SRTK: Subgraph Retrieval Toolkit

SRTK is a toolkit for semantic-relevant subgraph retrieval from large-scale knowledge graphs. It currently supports Wikidata, Freebase and DBpedia.

A minimum walkthrough of the retrieve process:

Prerequisite

Installations

pip install srtk

Local Deployment of Knowledge Graphs

Usage

There are mainly five subcommands of SRTK, which covers the whole pipeline of subgraph retrieval.

For retrieval:

srtk link: Link entity mentions in texts to a knowledge graph. Currently Wikidata and DBpedia are supported out of the box.
srtk retrieve: Retrieve semantic-relevant subgraphs from a knowledge graph with a trained retriever. It can also be used to evaluate a trained retriever.
srtk visualize: Visualize retrieved subgraphs using a graph visualization tool.

For training a retriever:

srtk preprocess: Preprocess a dataset for training a subgraph retrieval model.
srtk train: Train a subgraph retrieval model on a preprocessed dataset.

Use srtk [subcommand] --help to see the detailed usage of each subcommand.

A Tour of SRTK

Retrieve Subgraphs

Retrieve subgraphs with a trained scorer

srtk retrieve [-h] -i INPUT -o OUTPUT [-e SPARQL_ENDPOINT] -kg {freebase,wikidata,dbpedia}
              -m SCORER_MODEL_PATH [--beam-width BEAM_WIDTH] [--max-depth MAX_DEPTH]
              [--evaluate] [--include-qualifiers]

The scorer-model-path argument can be any huggingface pretrained encoder model. If it is a local path, please ensure the tokenizer is also saved along with the model.

Visualize retrieved subgraph

srtk visualize [-h] -i INPUT -o OUTPUT_DIR [-e SPARQL_ENDPOINT]
               [-kg {wikidata,freebase}] [--max-output MAX_OUTPUT]

Train a Retriever

A scorer is the model used to navigate the expanding path. At each expanding step, relations scored higher with scorer are picked as relations for the next hop.

The score is based on the embedding similarity of the to-be-expanded relation with the query (question + previous expanding path).

The model is trained in a distant supervised learning fashion. Given the question entities and the answer entities, the model uses the shortest paths along them as the supervision signal.

Preprocess a dataset

prepare training samples where question entities and answer entities are know.

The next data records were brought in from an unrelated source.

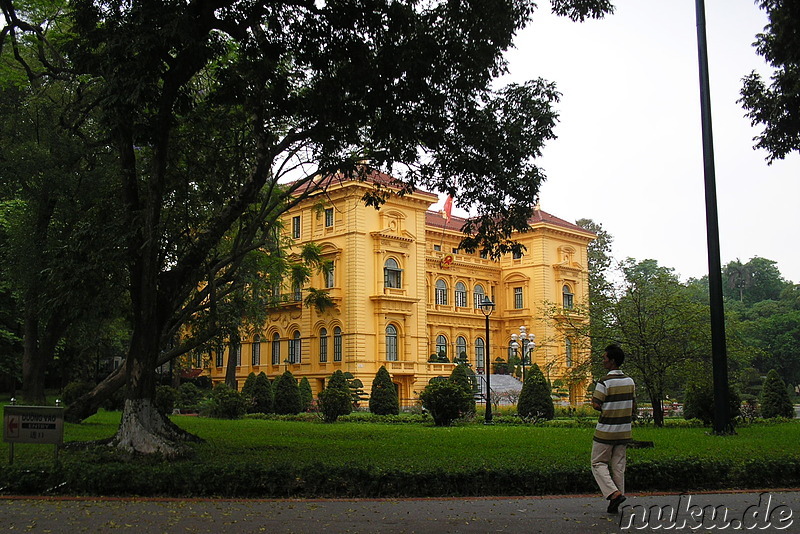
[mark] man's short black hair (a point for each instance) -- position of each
(615, 352)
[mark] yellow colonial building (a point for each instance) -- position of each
(403, 292)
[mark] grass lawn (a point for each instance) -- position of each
(520, 458)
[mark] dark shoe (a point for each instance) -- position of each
(613, 506)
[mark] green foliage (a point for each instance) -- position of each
(189, 397)
(263, 400)
(446, 401)
(224, 403)
(699, 399)
(287, 394)
(461, 376)
(383, 397)
(775, 106)
(165, 399)
(306, 395)
(391, 460)
(333, 403)
(336, 399)
(356, 389)
(249, 385)
(74, 390)
(535, 402)
(775, 400)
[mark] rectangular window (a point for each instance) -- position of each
(518, 303)
(337, 346)
(461, 298)
(329, 278)
(323, 348)
(276, 350)
(296, 227)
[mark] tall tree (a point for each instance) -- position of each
(211, 107)
(659, 325)
(776, 107)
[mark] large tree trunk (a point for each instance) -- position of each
(38, 353)
(88, 404)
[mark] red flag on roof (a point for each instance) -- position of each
(448, 208)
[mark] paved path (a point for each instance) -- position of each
(550, 515)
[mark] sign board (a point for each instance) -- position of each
(33, 424)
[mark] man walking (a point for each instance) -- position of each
(615, 398)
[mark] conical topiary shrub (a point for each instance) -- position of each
(535, 401)
(383, 396)
(460, 376)
(263, 397)
(306, 396)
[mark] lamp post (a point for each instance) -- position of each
(528, 344)
(487, 307)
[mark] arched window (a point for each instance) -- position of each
(568, 351)
(297, 292)
(461, 348)
(461, 295)
(480, 353)
(441, 292)
(256, 359)
(323, 345)
(236, 352)
(294, 348)
(337, 344)
(477, 296)
(568, 297)
(392, 274)
(441, 346)
(276, 349)
(391, 343)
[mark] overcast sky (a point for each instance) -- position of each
(629, 152)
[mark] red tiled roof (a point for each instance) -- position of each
(375, 177)
(435, 219)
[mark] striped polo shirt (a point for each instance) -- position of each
(615, 394)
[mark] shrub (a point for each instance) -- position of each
(535, 401)
(446, 401)
(249, 384)
(306, 396)
(336, 399)
(462, 378)
(225, 403)
(383, 396)
(287, 395)
(699, 401)
(334, 402)
(775, 400)
(165, 399)
(263, 399)
(189, 397)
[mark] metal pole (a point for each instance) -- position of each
(488, 418)
(722, 423)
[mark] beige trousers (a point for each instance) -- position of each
(608, 467)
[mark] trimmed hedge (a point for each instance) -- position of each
(245, 480)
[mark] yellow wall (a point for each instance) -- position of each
(362, 239)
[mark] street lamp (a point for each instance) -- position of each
(487, 307)
(528, 344)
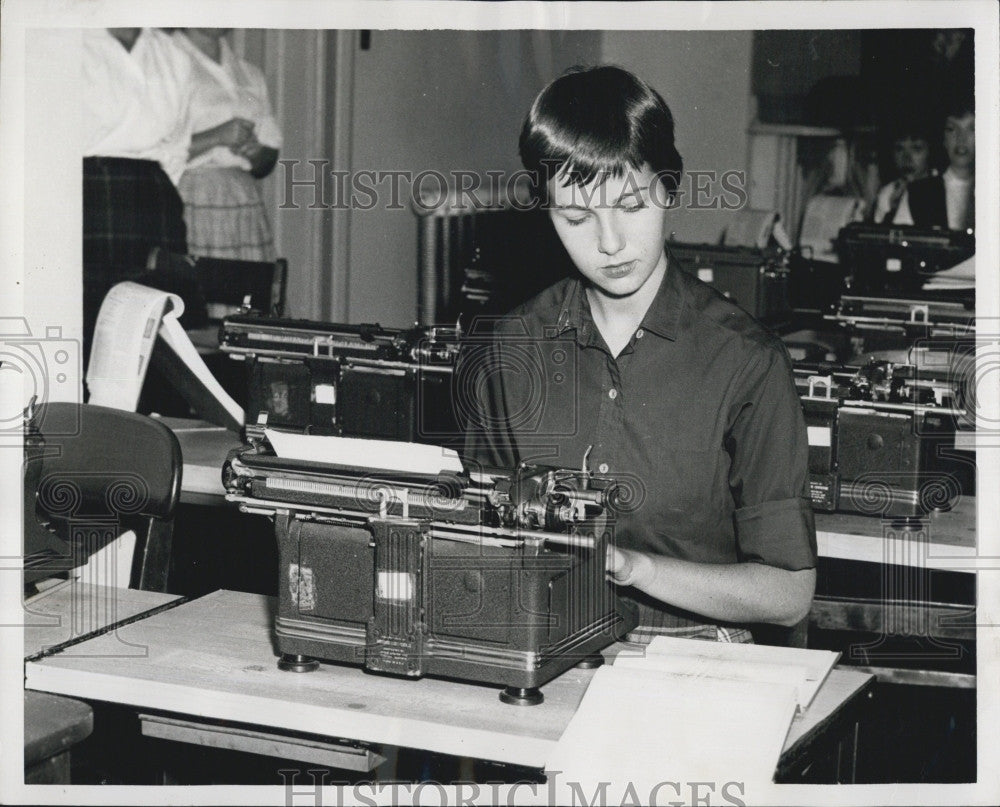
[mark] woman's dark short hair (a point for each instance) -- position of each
(599, 121)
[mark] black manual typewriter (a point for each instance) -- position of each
(351, 380)
(882, 435)
(495, 578)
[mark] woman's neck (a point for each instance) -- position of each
(618, 317)
(211, 46)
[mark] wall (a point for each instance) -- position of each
(438, 100)
(704, 76)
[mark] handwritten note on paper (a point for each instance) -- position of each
(638, 728)
(385, 455)
(805, 669)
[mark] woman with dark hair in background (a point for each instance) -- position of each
(949, 200)
(235, 142)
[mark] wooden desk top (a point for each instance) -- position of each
(950, 538)
(214, 657)
(71, 609)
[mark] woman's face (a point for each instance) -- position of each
(960, 141)
(912, 157)
(613, 228)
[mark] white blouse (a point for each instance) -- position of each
(135, 103)
(233, 88)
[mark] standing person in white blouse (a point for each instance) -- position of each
(136, 135)
(235, 143)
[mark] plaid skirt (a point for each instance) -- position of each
(129, 207)
(225, 215)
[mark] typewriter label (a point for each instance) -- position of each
(326, 394)
(301, 586)
(395, 586)
(819, 435)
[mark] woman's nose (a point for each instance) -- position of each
(609, 239)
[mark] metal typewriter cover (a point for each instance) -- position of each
(888, 259)
(492, 578)
(755, 279)
(882, 436)
(352, 380)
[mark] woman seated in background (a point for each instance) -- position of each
(911, 156)
(949, 200)
(235, 142)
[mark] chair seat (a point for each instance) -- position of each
(52, 725)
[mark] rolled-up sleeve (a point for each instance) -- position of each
(769, 472)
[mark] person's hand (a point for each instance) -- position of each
(249, 149)
(234, 134)
(620, 565)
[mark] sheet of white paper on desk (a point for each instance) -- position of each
(383, 455)
(960, 276)
(696, 667)
(124, 335)
(176, 337)
(739, 658)
(644, 727)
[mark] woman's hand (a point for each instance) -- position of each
(623, 565)
(234, 134)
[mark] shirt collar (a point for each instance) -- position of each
(661, 318)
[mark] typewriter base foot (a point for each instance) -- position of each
(591, 662)
(295, 663)
(908, 523)
(521, 696)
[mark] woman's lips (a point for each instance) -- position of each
(618, 269)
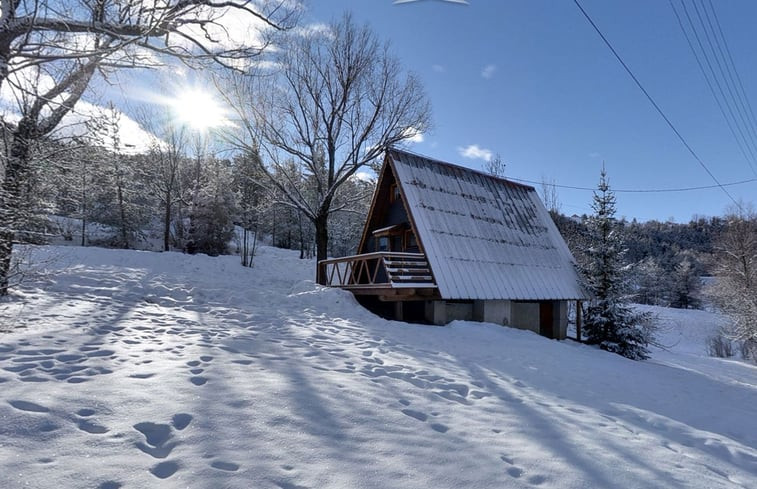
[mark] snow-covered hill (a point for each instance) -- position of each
(136, 369)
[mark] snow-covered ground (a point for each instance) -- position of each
(138, 369)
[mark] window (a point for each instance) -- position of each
(410, 241)
(394, 193)
(382, 243)
(397, 242)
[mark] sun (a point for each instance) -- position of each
(198, 109)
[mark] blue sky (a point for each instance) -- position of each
(532, 81)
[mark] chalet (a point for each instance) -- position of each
(444, 242)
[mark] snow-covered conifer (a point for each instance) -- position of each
(610, 322)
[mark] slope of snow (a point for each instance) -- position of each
(138, 369)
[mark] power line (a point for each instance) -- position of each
(737, 101)
(654, 104)
(731, 66)
(637, 191)
(710, 84)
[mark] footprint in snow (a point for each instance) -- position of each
(164, 470)
(28, 406)
(225, 466)
(110, 485)
(415, 414)
(91, 427)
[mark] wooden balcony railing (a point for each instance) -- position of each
(377, 270)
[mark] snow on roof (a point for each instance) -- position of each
(485, 237)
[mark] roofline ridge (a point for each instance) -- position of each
(465, 168)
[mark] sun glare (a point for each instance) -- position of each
(198, 109)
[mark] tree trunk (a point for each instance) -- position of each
(321, 242)
(11, 198)
(167, 224)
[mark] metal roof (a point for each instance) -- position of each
(485, 237)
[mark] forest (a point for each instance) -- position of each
(309, 121)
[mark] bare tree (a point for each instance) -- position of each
(495, 166)
(550, 197)
(340, 99)
(66, 44)
(736, 289)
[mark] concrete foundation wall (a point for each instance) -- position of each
(493, 311)
(525, 315)
(522, 315)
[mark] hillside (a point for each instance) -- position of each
(127, 369)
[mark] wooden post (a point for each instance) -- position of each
(398, 311)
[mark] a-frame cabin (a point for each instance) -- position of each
(444, 242)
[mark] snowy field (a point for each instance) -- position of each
(127, 369)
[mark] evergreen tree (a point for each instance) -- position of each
(610, 322)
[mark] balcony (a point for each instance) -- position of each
(382, 273)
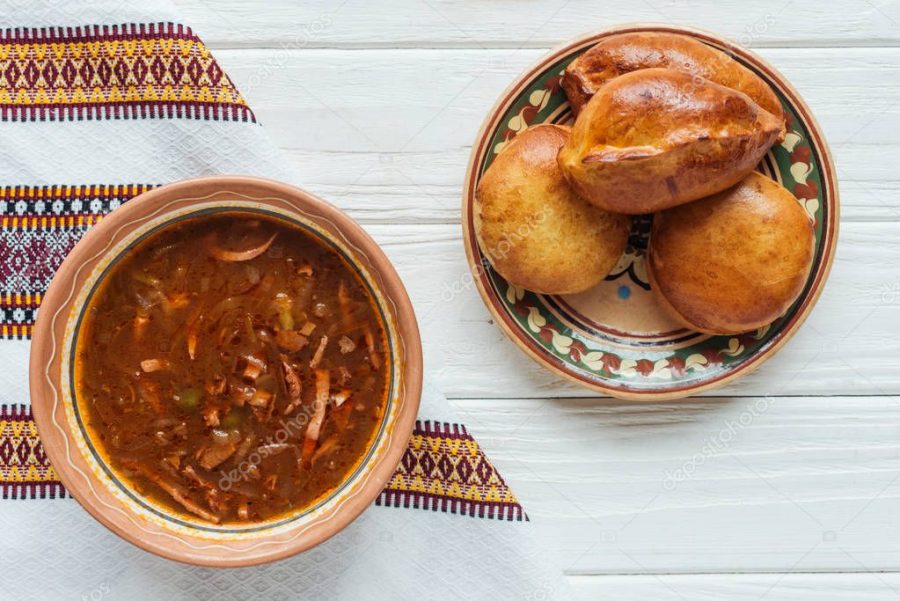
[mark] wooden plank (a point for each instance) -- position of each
(519, 23)
(745, 484)
(386, 134)
(847, 346)
(739, 587)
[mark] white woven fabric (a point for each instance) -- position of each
(52, 549)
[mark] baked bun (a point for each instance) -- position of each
(534, 229)
(626, 52)
(656, 138)
(732, 262)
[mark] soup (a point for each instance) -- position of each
(232, 367)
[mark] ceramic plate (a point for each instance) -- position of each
(614, 338)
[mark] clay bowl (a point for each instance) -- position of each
(97, 487)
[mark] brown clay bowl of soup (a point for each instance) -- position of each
(226, 371)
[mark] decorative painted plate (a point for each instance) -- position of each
(614, 338)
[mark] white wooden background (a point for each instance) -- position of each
(791, 478)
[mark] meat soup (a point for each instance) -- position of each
(232, 366)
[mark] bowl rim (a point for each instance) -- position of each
(57, 311)
(482, 139)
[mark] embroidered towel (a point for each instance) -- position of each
(98, 102)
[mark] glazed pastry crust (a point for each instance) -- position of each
(733, 262)
(626, 52)
(656, 138)
(534, 229)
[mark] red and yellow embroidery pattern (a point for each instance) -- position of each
(38, 227)
(25, 471)
(443, 469)
(130, 71)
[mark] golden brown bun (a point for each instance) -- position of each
(537, 233)
(627, 52)
(732, 262)
(656, 138)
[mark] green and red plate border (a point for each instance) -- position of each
(536, 97)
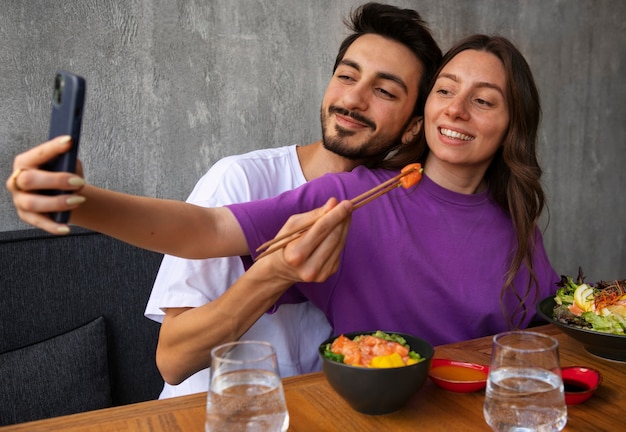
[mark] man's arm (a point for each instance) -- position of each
(164, 226)
(188, 334)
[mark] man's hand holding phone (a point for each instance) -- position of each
(29, 179)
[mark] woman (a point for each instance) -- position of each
(458, 256)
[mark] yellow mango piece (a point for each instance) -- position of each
(391, 360)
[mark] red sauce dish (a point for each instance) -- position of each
(579, 382)
(458, 376)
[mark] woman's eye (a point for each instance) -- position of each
(344, 78)
(483, 102)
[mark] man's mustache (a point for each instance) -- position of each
(356, 116)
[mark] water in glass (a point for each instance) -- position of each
(525, 399)
(246, 401)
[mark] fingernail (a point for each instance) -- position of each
(75, 200)
(76, 181)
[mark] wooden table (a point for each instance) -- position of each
(314, 406)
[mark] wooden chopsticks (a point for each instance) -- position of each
(282, 240)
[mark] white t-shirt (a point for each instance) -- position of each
(296, 330)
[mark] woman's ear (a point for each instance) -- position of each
(415, 125)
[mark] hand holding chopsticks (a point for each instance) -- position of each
(409, 176)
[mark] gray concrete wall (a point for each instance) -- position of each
(174, 86)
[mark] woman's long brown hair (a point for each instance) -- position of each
(513, 175)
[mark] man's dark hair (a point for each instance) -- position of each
(405, 26)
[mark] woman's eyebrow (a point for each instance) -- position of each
(483, 84)
(382, 75)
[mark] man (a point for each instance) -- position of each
(294, 330)
(372, 106)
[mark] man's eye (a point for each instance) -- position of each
(386, 93)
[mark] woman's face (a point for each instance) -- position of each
(466, 114)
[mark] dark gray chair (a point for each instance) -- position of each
(72, 332)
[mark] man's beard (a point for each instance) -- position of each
(368, 150)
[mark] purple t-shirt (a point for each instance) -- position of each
(424, 260)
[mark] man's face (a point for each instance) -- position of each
(370, 98)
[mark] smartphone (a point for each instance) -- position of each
(68, 100)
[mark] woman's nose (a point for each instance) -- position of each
(457, 108)
(356, 98)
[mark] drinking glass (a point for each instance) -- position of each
(524, 388)
(245, 390)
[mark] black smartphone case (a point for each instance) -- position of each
(68, 99)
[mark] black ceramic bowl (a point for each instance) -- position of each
(608, 346)
(378, 391)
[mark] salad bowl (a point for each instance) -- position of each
(605, 345)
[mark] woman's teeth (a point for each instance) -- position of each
(453, 134)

The training data should be saved in a jsonl file (e.g. data/grounded.jsonl). Each training sample should come with the following format:

{
  "id": "sample-id",
  "question": "Which universities did Barack Obama graduate from?",
  "question_entities": [
    "Q76"
  ],
  "answer_entities": [
    "Q49122",
    "Q1346110",
    "Q4569677"
  ]
}

Preprocess the samples with srtk preprocess command.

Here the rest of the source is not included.